Farming Connect Demonstration Network - Welsh Soil Project
The Welsh Government is committed to reaching net zero emissions by 2050 It is recognised that every sector, including agriculture, has a role to play in reducing the production of greenhouse gas emissions. However, farming systems also have the capability to sequester carbon from the atmosphere.
Soils may be carbon sinks or sources depending on a number of factors, such as land use, management practices, climate and soil type. Changes in soil carbon stock occurs gradually over several years, and accumulation over time will reach an equilibrium. Quantifying a common baseline in soil carbon stocks is a challenge due to this. Nevertheless, quantifying and understanding soil carbon stocks has gained significant interest within the agricultural sector in recent years.
Detailed measurement and monitoring of carbon content within soils provide useful figures for benchmarking by assessing soil carbon levels in the future. Also, to understand the importance of managing soils in a manner that will have a positive impact on soil health, microbial activity, nutrient supply and crop yield.
Farming Connects demonstration network consists of cross-sector demonstration sites (Figure 1) that vary in their farming systems, location, climate and soil type. The project will be replicated across all demonstration sites to provide a database from different farms.
Figure 1. Map showing participating farmers
The project objectives will be as follows:
- Carry out a soil carbon audit on a proportion of the farm’s fields (fields that vary in their soil type/properties and use/management)
- Assess soil microbial activity by burying cotton material and evaluating its decomposition over time
The project will determine the soil carbon stock of multiple fields from varying farming systems. In doing so, the aim is to provide an insight into carbon sequestration potential and current soil health as a result of differences in soil types and properties, as well as land use and management.
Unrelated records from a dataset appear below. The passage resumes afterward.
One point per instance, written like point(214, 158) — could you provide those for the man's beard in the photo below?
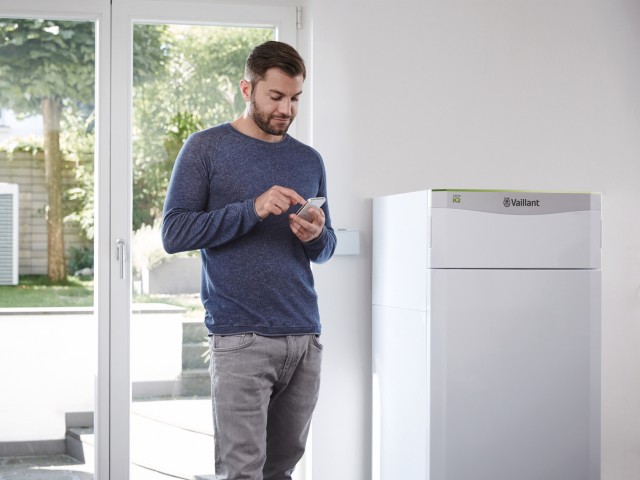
point(262, 120)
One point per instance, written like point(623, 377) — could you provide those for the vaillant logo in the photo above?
point(520, 202)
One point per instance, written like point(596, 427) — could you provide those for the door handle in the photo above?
point(120, 255)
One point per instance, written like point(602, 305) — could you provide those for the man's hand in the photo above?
point(276, 201)
point(307, 231)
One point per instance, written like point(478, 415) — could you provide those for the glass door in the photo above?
point(54, 198)
point(177, 72)
point(105, 359)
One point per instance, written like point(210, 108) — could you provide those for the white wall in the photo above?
point(522, 94)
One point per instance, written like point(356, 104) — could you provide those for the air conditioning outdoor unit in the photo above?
point(9, 247)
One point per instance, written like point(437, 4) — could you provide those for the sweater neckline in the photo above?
point(284, 140)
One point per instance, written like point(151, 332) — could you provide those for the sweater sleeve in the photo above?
point(186, 224)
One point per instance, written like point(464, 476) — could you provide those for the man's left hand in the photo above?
point(307, 231)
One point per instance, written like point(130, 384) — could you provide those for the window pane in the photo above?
point(185, 79)
point(47, 328)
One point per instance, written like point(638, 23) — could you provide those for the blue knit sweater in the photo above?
point(256, 275)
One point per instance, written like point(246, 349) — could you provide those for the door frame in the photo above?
point(98, 11)
point(125, 13)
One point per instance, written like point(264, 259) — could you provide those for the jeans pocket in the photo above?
point(316, 342)
point(230, 343)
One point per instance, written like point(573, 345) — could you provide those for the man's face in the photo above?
point(274, 102)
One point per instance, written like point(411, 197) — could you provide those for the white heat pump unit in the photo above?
point(9, 248)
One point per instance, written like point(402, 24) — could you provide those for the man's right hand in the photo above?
point(276, 201)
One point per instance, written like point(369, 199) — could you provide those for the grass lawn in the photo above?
point(37, 291)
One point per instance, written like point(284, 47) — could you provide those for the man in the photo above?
point(233, 194)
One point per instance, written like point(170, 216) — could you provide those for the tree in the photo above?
point(46, 65)
point(198, 88)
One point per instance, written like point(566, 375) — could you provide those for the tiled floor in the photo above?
point(169, 439)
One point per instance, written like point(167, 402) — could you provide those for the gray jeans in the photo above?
point(263, 391)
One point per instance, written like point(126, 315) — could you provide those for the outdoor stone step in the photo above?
point(192, 355)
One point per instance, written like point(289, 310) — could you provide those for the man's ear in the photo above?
point(245, 89)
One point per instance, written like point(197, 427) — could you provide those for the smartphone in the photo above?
point(312, 202)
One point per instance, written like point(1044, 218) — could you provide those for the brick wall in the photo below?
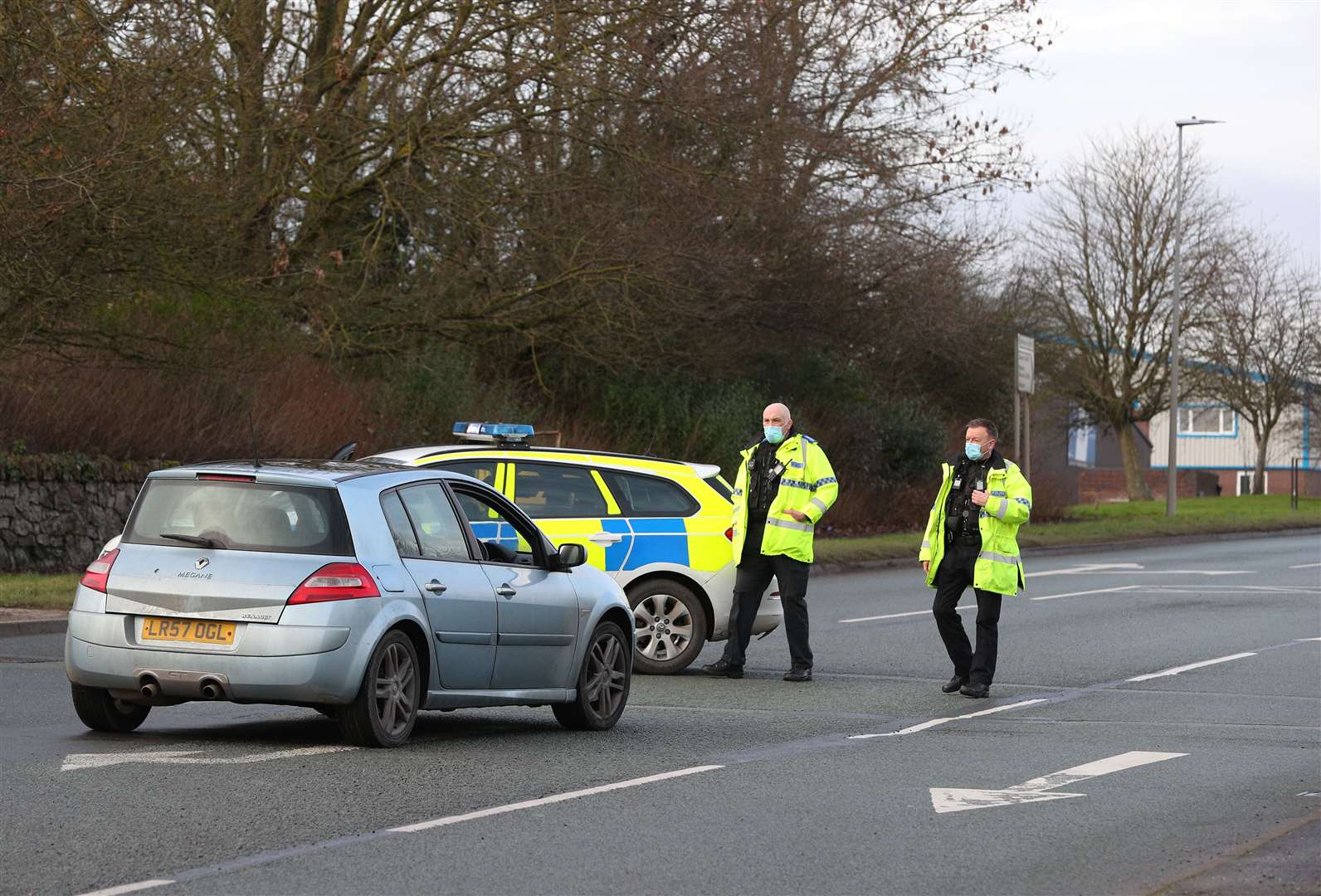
point(57, 510)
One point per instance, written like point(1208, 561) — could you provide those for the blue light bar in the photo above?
point(495, 431)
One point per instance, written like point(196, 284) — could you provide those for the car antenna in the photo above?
point(256, 461)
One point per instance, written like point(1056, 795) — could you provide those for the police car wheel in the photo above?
point(670, 626)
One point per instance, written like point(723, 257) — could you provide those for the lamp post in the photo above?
point(1172, 459)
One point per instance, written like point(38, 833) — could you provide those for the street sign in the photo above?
point(1041, 789)
point(1026, 363)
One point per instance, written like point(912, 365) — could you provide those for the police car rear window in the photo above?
point(241, 517)
point(649, 496)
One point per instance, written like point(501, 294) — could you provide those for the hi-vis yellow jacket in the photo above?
point(807, 485)
point(999, 566)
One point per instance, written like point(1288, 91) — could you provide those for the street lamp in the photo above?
point(1172, 459)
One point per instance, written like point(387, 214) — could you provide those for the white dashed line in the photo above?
point(1192, 665)
point(933, 723)
point(546, 801)
point(129, 889)
point(916, 612)
point(1080, 594)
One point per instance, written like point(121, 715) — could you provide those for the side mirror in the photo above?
point(571, 555)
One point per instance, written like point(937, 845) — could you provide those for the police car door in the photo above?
point(571, 504)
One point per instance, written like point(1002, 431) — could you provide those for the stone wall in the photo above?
point(57, 510)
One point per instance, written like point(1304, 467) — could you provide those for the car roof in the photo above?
point(283, 470)
point(410, 456)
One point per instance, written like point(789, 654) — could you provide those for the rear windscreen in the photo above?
point(241, 517)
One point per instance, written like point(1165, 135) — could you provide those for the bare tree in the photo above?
point(1260, 337)
point(1104, 253)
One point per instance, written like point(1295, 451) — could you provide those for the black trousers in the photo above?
point(752, 577)
point(952, 579)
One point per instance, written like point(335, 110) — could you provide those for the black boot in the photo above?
point(722, 669)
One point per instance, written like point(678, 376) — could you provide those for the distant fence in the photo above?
point(57, 510)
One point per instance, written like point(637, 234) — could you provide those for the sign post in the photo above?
point(1026, 383)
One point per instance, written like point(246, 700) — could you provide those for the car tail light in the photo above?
point(98, 571)
point(334, 582)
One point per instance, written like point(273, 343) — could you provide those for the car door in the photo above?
point(457, 594)
point(537, 611)
point(571, 504)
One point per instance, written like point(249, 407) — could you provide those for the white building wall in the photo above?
point(1236, 450)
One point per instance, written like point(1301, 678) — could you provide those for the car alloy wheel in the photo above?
point(602, 684)
point(670, 626)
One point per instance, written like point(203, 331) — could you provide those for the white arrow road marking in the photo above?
point(1039, 789)
point(1192, 665)
point(77, 762)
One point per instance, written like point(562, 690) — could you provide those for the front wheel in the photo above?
point(100, 711)
point(602, 686)
point(671, 626)
point(386, 708)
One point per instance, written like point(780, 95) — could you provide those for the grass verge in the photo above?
point(37, 591)
point(1109, 523)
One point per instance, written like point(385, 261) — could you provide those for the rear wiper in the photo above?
point(191, 539)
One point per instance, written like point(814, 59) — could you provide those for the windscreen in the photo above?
point(241, 517)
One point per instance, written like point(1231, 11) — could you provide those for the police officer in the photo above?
point(783, 485)
point(971, 539)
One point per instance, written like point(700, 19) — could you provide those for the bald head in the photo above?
point(776, 415)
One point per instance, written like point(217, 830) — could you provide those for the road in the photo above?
point(1202, 780)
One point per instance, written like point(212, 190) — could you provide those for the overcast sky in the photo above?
point(1256, 64)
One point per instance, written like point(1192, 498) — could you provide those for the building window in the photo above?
point(1082, 441)
point(1206, 421)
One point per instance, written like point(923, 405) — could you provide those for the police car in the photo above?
point(660, 528)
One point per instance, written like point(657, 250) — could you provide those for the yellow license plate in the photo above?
point(198, 631)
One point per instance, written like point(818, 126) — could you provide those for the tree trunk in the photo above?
point(1133, 476)
point(1259, 470)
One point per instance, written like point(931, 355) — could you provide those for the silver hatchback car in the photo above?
point(358, 590)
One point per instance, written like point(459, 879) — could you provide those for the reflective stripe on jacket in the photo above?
point(999, 566)
point(806, 485)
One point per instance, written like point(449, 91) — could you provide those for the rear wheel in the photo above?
point(671, 626)
point(602, 686)
point(100, 711)
point(386, 708)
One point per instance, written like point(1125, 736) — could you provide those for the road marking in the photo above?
point(1176, 670)
point(933, 723)
point(916, 612)
point(1085, 568)
point(1040, 789)
point(78, 762)
point(129, 889)
point(546, 801)
point(1080, 594)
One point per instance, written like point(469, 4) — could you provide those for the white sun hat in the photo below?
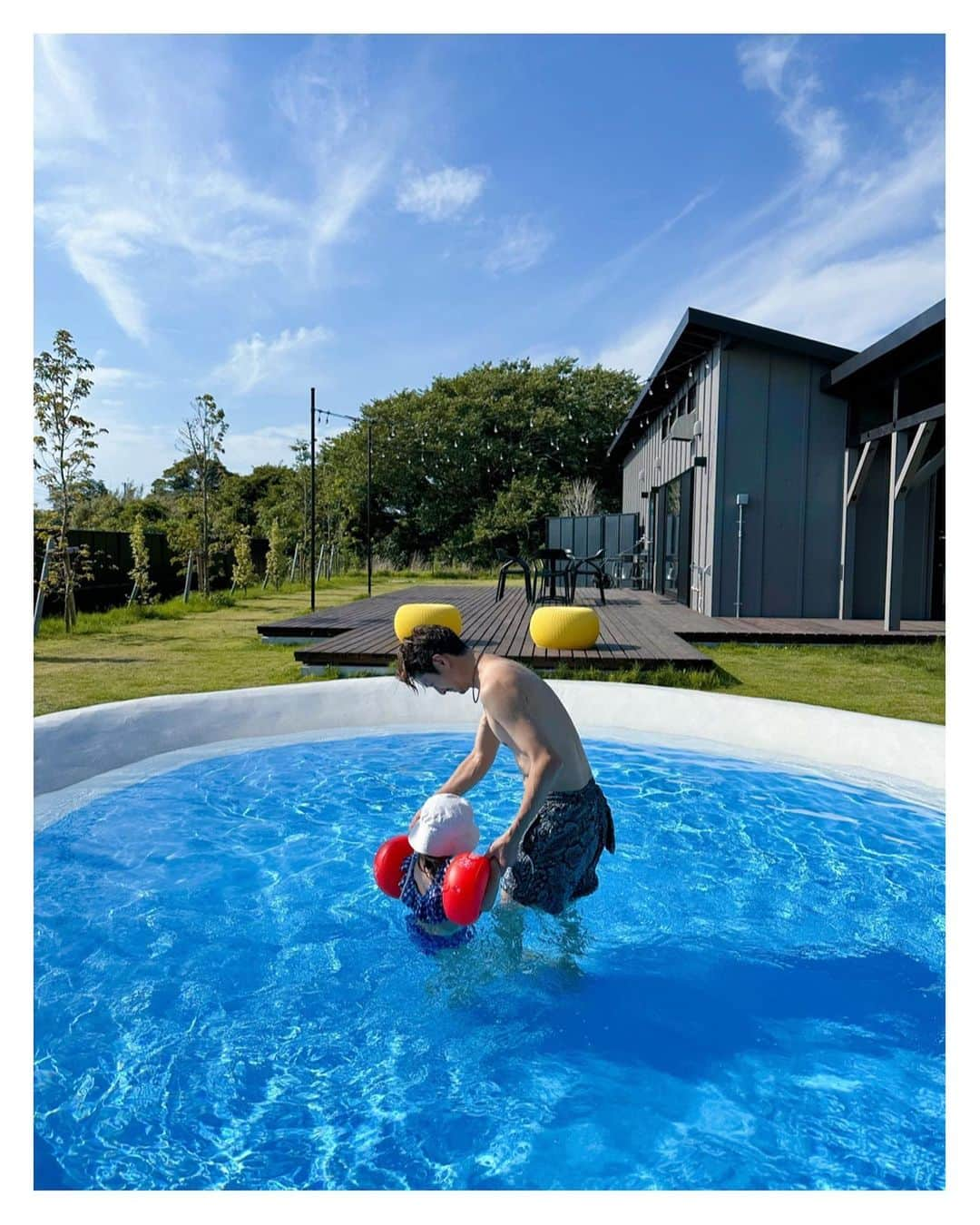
point(445, 825)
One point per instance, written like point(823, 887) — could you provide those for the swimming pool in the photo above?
point(752, 1000)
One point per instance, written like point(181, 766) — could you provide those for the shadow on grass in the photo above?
point(713, 679)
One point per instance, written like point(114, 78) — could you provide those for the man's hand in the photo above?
point(505, 850)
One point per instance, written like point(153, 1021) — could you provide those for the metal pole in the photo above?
point(39, 601)
point(369, 508)
point(739, 567)
point(312, 499)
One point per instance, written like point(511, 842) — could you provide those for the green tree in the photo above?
point(242, 573)
point(475, 462)
point(140, 573)
point(275, 559)
point(201, 438)
point(64, 454)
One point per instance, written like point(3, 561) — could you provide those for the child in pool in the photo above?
point(441, 828)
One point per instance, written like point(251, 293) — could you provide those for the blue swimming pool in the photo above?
point(753, 998)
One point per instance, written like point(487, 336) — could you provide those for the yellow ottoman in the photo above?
point(409, 615)
point(565, 629)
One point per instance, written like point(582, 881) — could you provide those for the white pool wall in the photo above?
point(74, 746)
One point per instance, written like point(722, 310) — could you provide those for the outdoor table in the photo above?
point(630, 569)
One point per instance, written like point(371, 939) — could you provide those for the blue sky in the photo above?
point(250, 216)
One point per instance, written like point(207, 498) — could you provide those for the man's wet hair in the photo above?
point(414, 655)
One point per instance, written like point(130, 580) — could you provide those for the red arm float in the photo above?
point(463, 887)
point(388, 859)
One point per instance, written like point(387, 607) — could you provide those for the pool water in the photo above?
point(753, 998)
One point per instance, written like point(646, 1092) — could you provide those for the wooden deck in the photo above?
point(636, 627)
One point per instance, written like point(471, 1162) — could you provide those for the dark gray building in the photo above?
point(737, 452)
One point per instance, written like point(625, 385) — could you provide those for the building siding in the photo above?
point(653, 461)
point(783, 445)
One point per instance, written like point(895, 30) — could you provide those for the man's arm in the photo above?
point(479, 760)
point(511, 710)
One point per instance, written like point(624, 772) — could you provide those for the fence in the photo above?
point(584, 534)
point(112, 560)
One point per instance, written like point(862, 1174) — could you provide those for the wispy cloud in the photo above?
point(441, 195)
point(135, 169)
point(282, 360)
point(688, 209)
point(141, 179)
point(777, 64)
point(270, 444)
point(520, 248)
point(844, 261)
point(346, 132)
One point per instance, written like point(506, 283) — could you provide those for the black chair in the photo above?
point(556, 565)
point(512, 565)
point(591, 565)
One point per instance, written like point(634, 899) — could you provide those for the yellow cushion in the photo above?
point(409, 615)
point(565, 629)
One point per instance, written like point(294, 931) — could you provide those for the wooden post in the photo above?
point(848, 517)
point(896, 550)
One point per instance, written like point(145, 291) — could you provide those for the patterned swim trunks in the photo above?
point(559, 853)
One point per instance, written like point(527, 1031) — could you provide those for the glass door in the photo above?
point(671, 536)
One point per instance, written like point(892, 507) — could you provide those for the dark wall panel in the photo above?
point(786, 467)
point(825, 493)
point(745, 473)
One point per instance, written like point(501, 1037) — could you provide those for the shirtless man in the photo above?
point(550, 849)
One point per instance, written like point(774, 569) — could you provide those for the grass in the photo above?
point(200, 646)
point(899, 681)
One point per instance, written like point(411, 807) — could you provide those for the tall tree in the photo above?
point(64, 448)
point(142, 584)
point(201, 440)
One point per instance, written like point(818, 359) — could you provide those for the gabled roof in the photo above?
point(916, 338)
point(696, 335)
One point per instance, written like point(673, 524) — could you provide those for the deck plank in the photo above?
point(634, 627)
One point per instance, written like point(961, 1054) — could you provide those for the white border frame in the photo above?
point(80, 753)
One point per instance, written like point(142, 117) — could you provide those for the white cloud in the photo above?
point(280, 360)
point(267, 445)
point(521, 247)
point(64, 101)
point(688, 209)
point(133, 169)
point(140, 181)
point(441, 195)
point(345, 132)
point(543, 354)
point(844, 261)
point(777, 65)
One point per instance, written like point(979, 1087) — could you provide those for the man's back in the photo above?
point(500, 680)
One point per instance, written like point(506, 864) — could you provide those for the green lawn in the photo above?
point(193, 648)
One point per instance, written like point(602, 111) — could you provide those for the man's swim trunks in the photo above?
point(559, 853)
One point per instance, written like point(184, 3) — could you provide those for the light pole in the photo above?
point(312, 499)
point(326, 414)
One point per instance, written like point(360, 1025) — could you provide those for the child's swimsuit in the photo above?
point(427, 908)
point(559, 851)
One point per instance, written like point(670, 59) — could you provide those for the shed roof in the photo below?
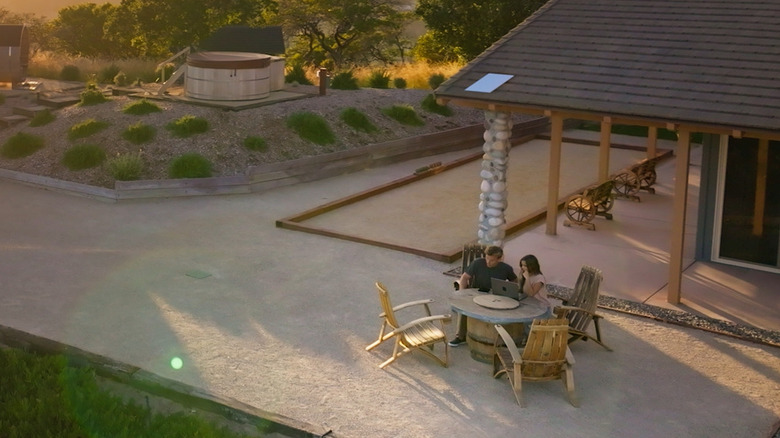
point(711, 63)
point(266, 40)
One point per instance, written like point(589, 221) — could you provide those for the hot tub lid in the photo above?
point(228, 60)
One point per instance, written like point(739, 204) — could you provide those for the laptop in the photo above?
point(507, 289)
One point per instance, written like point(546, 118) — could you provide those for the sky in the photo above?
point(47, 8)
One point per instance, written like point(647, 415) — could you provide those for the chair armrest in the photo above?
point(509, 342)
point(569, 356)
point(410, 304)
point(444, 318)
point(577, 309)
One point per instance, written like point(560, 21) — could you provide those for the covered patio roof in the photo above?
point(687, 65)
point(709, 64)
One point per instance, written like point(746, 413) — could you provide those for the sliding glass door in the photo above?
point(747, 225)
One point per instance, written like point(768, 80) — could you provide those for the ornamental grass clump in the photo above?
point(84, 156)
point(138, 133)
point(344, 81)
point(187, 126)
point(126, 167)
point(312, 127)
point(21, 145)
point(86, 128)
point(429, 104)
point(403, 114)
point(379, 79)
point(190, 165)
point(356, 120)
point(42, 396)
point(141, 107)
point(42, 118)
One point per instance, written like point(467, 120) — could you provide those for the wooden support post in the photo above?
point(676, 249)
point(554, 174)
point(760, 201)
point(604, 145)
point(652, 141)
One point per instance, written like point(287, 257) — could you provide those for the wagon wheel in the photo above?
point(626, 184)
point(580, 210)
point(648, 178)
point(608, 203)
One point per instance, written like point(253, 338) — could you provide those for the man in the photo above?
point(478, 275)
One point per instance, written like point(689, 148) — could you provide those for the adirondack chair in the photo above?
point(580, 308)
point(420, 334)
point(471, 252)
point(546, 356)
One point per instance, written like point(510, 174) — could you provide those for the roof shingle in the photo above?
point(704, 62)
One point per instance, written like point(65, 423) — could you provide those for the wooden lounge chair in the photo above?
point(420, 334)
point(546, 356)
point(580, 308)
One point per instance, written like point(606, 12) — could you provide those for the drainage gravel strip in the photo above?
point(749, 333)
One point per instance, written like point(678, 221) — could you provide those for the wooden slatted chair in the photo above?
point(420, 334)
point(546, 356)
point(580, 308)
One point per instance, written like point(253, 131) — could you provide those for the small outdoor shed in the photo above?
point(14, 52)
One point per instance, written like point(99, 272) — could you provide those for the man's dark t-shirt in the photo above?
point(480, 274)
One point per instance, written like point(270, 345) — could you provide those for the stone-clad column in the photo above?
point(493, 199)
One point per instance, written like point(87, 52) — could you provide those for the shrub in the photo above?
point(169, 69)
point(435, 80)
point(297, 74)
point(139, 133)
point(311, 127)
point(344, 81)
point(429, 104)
point(121, 79)
point(128, 167)
point(21, 145)
point(141, 107)
point(86, 128)
point(403, 114)
point(107, 74)
point(83, 156)
point(70, 73)
point(92, 96)
point(357, 120)
point(187, 126)
point(190, 165)
point(42, 118)
point(379, 79)
point(254, 143)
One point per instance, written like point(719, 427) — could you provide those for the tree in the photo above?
point(467, 27)
point(78, 30)
point(159, 28)
point(343, 32)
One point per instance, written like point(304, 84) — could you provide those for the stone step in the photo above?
point(30, 111)
point(9, 121)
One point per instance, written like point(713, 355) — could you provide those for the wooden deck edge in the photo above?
point(178, 392)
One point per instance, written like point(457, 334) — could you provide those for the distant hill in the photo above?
point(47, 8)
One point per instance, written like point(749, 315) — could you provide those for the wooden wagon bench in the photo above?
point(594, 201)
point(641, 176)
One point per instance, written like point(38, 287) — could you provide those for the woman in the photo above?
point(532, 281)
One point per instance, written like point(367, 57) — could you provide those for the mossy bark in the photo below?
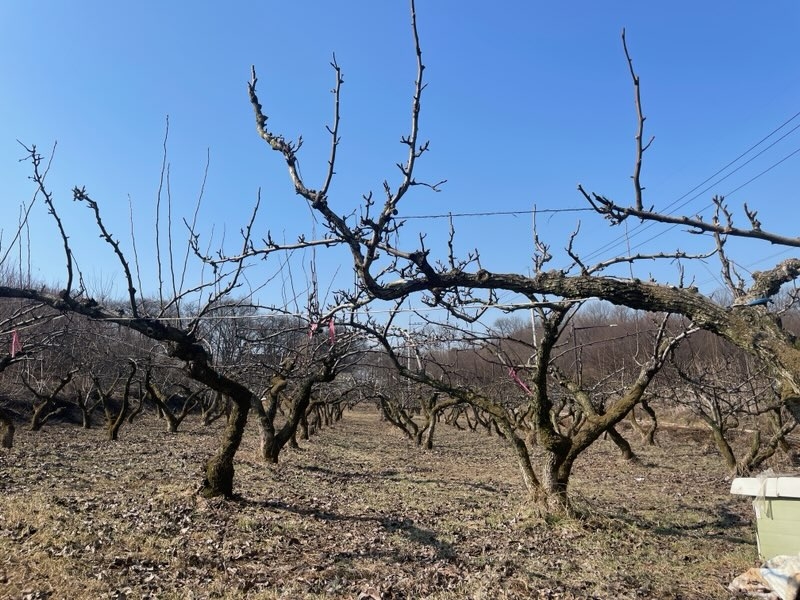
point(219, 469)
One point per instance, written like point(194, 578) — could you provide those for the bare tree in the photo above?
point(387, 270)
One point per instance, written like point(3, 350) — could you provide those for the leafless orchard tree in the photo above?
point(176, 318)
point(389, 271)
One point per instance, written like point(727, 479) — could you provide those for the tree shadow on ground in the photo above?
point(390, 524)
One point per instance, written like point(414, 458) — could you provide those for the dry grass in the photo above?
point(359, 513)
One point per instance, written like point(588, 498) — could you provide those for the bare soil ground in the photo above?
point(359, 513)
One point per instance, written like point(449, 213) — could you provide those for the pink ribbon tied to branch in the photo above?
point(16, 345)
point(513, 374)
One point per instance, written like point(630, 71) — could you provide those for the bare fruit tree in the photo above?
point(389, 270)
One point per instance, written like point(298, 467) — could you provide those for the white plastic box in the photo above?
point(777, 507)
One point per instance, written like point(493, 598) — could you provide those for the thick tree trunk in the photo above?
point(724, 448)
point(428, 443)
point(116, 424)
point(40, 415)
point(219, 469)
point(6, 430)
point(622, 444)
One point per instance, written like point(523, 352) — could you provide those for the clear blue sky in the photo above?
point(524, 101)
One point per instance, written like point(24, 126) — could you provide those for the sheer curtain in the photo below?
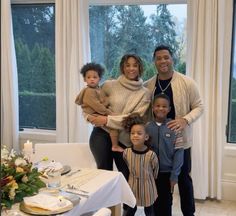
point(9, 82)
point(206, 45)
point(72, 51)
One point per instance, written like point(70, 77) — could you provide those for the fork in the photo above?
point(72, 173)
point(69, 186)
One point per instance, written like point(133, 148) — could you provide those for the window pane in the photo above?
point(232, 96)
point(34, 35)
point(116, 30)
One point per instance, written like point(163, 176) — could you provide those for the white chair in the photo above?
point(73, 154)
point(100, 212)
point(103, 212)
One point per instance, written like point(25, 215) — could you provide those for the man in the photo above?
point(186, 107)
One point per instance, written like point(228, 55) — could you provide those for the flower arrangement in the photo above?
point(18, 178)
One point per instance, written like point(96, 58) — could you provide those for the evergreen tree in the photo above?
point(23, 57)
point(133, 31)
point(163, 28)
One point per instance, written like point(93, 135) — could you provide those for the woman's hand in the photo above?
point(98, 120)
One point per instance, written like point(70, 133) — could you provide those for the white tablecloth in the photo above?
point(105, 189)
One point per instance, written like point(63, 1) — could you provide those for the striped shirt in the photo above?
point(143, 167)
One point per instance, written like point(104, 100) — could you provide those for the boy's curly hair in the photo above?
point(135, 119)
point(92, 66)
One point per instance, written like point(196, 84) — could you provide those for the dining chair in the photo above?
point(73, 154)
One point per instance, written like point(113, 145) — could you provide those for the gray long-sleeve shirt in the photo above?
point(169, 148)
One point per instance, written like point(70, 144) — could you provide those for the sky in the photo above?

Each Farming Connect Technical Officer had identified five varying fields to be sampled for the project with the Farmer prior to sampling. The fields selected for sampling should fit into the following categories:
- Permanent pasture field (>7 years)
- Silage and/or hay field
- A field that was recently reseeded (1-7 years)
- Grazing only field
- Other – arable (if there is an arable field on the farm). If not, any other different field type selected at the farmer’s discretion (e.g. peatland, herbal ley, stock excluded)
Detailed information on soil type, properties and management history, including land use and nutrient inputs was recorded via a questionnaire completed by the Technical Officer with the Demonstration Farmer prior to sampling.
Soil samples (composite and bulk density) were taken from three zones within each field, See figure 2. This provides information on the spatial variability in soil carbon content across the field. The composite soil samples were analysed for Soil Organic Matter (SOM) content (%). The results were used to calculate Soil Organic Carbon (SOC) content (%), which is a component of SOM. The samples were also analysed for Total Carbon (C) (%) and Total Nitrogen (N) (%) content, from which the C:N ratio and Soil Inorganic Carbon (SIC) content % can be calculated. The bulk density cores were taken to provide information on soil compaction and to calculate total carbon stock (tonnes/ha).
At each sampling point three depths will be extracted, 0-10cm, 10cm-30cm, 30cm-50cm and were mixed together to provide a composite sample for each depth. In regards to the Bulk Density sample a stratified random sampling was implemented within each zone, represented by the yellow dot in figure 1, with samples being collected via a Bulk density ring at the three depths (Figure 3)
Figure 2. Each field split into three zone. Within each zone a soil samples are collected in a W format with the yellow dot representing the location of the bulk density sample.
Figure 3. Bulk Density sampling method.
Organic matter content
The mixed soil cores collected using the soil corer were sent directly to NRM Laboratories to be analysed for SOM content via the loss on ignition method.
The results, were used to estimate the SOC content (%) of each sample (which is a component of SOM).
Total Carbon and Total Nitrogen
The mixed soil cores were used to calculate the Total C and Total N content (%) of each sample by NRM Laboratories, which are expressed as C:N ratio. This analysis was undertaken via the Dumas combustion method.
Soil bulk density
The soil bulk density samples taken using the rings were analysed in-house, following this protocol:
Soil volume = BD ring volume (known)
- Weigh an ovenproof container in grams
- Remove the wet soil core from the sampling bag and weigh
- Dry the soil in a conventional oven at 105°C for 16 hours
- Re-weigh the dried core on the scales
- Grind the core in the pestle and mortar to break down the structure
- Sieve the sample (<2mm) to remove and weigh stones
- Deduct stones weight from the fresh weight and dry weight to give correct fresh weight and dry weight
- Dry soil weight (g) = fresh weight – dry weight
- Calculate bulk density (g/cm3) using the following equation = Dry soil weight (g) / Soil volume (cm3)
The BD results were used along with the SOC results to calculate the carbon stock (tonnes/hectare).